Country Report Australia October 1996 Main report

Economic policy: Differing views on bank merger policy--

The federal government's aim in commissioning the Wallis inquiry into the financial system is to establish a new framework for regulation of the sector which can provide the basis for a more internationally competitive financial market. The four major banks, the National Australia Bank, the ANZ, the Commonwealth and Westpac, are all in favour of a more merger- friendly regime. The smaller regional banks, which comprise the main takeover targets, tend to oppose a relaxation of the current stand on mergers. Non-bank financial institutions support the idea of a single regulator for all financial institutions, while the banks oppose it. The ACCC has warned that mergers between the large banks, and takeovers of regional banks, could undo the competitive gains produced by deregulation.

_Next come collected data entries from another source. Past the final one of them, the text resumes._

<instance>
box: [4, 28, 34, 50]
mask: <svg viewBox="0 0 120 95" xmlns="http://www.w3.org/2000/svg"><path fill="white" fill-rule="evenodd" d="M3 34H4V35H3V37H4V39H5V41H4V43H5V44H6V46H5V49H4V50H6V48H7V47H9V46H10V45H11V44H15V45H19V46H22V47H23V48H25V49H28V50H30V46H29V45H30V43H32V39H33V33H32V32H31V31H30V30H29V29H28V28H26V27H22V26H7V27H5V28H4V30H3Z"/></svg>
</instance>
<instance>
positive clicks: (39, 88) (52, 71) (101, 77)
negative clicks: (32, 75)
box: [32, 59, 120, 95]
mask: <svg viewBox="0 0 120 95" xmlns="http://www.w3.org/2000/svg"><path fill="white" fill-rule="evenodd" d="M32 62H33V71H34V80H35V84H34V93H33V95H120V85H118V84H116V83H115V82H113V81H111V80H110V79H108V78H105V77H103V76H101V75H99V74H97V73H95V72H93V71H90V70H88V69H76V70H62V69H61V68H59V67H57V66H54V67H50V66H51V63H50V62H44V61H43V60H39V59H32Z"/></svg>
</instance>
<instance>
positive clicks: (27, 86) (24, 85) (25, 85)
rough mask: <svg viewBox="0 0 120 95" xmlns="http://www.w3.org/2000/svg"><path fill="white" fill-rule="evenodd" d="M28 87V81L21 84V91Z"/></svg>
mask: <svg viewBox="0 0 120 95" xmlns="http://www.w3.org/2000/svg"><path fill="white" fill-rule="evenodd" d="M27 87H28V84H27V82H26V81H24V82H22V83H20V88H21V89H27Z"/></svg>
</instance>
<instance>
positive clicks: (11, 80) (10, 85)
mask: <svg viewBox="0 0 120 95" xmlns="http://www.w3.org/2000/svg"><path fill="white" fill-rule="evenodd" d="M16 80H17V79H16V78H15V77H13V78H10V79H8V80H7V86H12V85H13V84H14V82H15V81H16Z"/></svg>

The Reserve Bank submission to the Wallis inquiry

* A single regulator for all financial institutions is undesirable.

* A merger between two of the four major banks would be acceptable, but any further reduction in number should be resisted.

* Restrictions preventing mergers between the banks and the two largest life offices should be reviewed.

* The interpretation of the Trade Practices Act which holds that each state should have a regional bank in addition to the four major banks should be reviewed.

* The merchant bank statutes of many foreign bank subsidiaries in Australia should be scrapped, and the banks brought within the licensed bank regime supervised by the Reserve Bank.

* Consumer protection regulation in the financial sector should be rationalised.

--and the Reserve Bank does not want a single regulator

The Reserve Bank has argued against the establishment of a single regulator for all financial institutions. It sees the financial market as offering capital guaranteed products, such as bank deposits and insurance policies, and non-capital guaranteed investment products. The Reserve Bank's view is that institutions which offer guaranteed products must be regulated, in order to minimise the risk of insolvency. It believes, however, that regulation is unnecessary for firms offering other investment products, which should instead comply with stringent disclosure rules. The Reserve Bank sees no merit in combining the two types of regulation in one institution and believes it risks conveying the erroneous message that all products are equally safe.